Does leverage index correctly take into account the uptick in HRs/TTO baseball? Is it possible that a game down 2, man on first is higher leverage than it used to be since higher chance of the team tying it on one swing?

merlin401
Member
merlin401

I came to the comments to make this same point. With HR/rate so far outside historical norms that created the leverage index (to my knowledge), you have more potential. But then again, I still think a rally is far more exciting anyway which includes lots of traffic on the basepaths, etc. Just waiting for a bomb is not nearly as great feeling

Psychic... Powerless...
Member
Member
Psychic... Powerless...

Similarly, is the defensive component of WAR adjusted downward to account for fewer balls in play?

RonnieDobbs
Member
RonnieDobbs

Sometimes the changing game is painted as positive and sometimes it is negative. It is just a narrative. Baseball is still baseball.

bpd
Member
bpd

Really? I think it’s totally acceptable to ask if the game is moving in a healthy direction.

This has always been. And baseball hasn’t just been baseball. The game has been repeatedly tweaked to keep it fresh.

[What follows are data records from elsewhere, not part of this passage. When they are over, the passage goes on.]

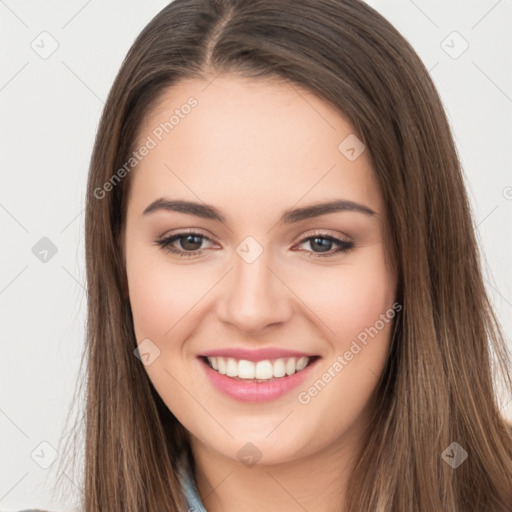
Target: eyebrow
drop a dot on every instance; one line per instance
(288, 217)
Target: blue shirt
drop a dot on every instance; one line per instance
(188, 485)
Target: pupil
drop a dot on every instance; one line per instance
(323, 244)
(187, 238)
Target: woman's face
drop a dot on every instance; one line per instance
(246, 152)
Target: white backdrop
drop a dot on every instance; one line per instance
(59, 60)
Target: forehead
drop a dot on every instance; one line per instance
(250, 142)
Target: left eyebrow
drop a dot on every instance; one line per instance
(289, 216)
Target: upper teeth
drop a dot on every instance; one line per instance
(265, 369)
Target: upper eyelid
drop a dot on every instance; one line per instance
(197, 231)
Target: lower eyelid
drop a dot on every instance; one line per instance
(343, 245)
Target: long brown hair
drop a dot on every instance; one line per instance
(437, 387)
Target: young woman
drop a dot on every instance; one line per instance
(286, 309)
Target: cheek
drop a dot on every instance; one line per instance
(350, 298)
(158, 297)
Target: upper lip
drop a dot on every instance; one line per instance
(255, 355)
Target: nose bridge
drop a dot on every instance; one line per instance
(254, 297)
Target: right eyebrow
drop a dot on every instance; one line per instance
(289, 216)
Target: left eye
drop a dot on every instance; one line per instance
(191, 243)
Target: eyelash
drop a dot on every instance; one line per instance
(165, 244)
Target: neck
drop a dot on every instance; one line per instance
(312, 482)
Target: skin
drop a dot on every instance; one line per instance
(240, 150)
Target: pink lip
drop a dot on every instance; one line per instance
(255, 355)
(247, 391)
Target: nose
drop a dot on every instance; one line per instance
(255, 296)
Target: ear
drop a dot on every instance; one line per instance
(124, 278)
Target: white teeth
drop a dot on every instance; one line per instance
(261, 370)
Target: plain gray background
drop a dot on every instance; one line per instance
(50, 108)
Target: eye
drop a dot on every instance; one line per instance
(191, 242)
(325, 242)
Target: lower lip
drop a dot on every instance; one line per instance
(256, 391)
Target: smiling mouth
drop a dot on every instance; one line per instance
(261, 371)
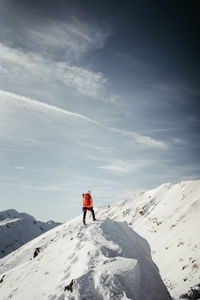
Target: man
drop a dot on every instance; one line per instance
(87, 205)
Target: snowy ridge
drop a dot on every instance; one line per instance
(16, 229)
(105, 259)
(168, 217)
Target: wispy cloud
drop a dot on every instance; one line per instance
(73, 38)
(144, 141)
(17, 64)
(126, 166)
(20, 101)
(36, 105)
(95, 147)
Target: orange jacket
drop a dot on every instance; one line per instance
(87, 200)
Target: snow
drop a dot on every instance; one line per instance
(106, 259)
(16, 229)
(169, 218)
(111, 259)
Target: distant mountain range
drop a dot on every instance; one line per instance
(16, 229)
(168, 217)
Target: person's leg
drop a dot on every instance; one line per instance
(84, 214)
(93, 215)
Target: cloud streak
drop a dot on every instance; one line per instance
(126, 166)
(24, 102)
(16, 64)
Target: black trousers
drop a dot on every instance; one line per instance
(85, 211)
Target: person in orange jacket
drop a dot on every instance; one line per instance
(87, 205)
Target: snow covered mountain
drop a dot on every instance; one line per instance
(16, 229)
(104, 260)
(169, 218)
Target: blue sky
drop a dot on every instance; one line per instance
(96, 96)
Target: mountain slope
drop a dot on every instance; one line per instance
(107, 260)
(169, 218)
(16, 229)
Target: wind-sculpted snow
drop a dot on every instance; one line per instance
(168, 217)
(102, 260)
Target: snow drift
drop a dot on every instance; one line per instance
(103, 260)
(16, 229)
(168, 217)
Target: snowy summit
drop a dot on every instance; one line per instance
(102, 260)
(16, 229)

The late 60s pitcher dominance was boring so changes were made.
2-1
The pace IS bad. Too many stoppages, too many strikeouts.

This is an unprecedented new direction. TTO baseball can be both dull AND long. A 2-1 game once had the benefit of quick pace and brisk flow. Now the strikeouts mean hundreds of pitches by the 6th. More pitching changes, commercials.

So you end with a game that’s both slow and fairly dull.

It’s a problem

RonnieDobbs
Member
RonnieDobbs

So, that’s your narrative. I am OK with your take. I enjoy watching baseball for what that is worth to you. My favorite era of baseball was the steroid era. It is OK to have opinions on things and write stories about them. It sounds like you might want to consider not watching baseball?

Captain Tenneal
Member
Captain Tenneal

What a ridiculous thing to say. I am in the same boat as bpd. I enjoy watching baseball, but I used to enjoy it a lot more when the game had a faster pace and better flow. Now that the game is changing, rather than ask how we can make it more enjoyable again, your suggestion is to just give up and stop watching?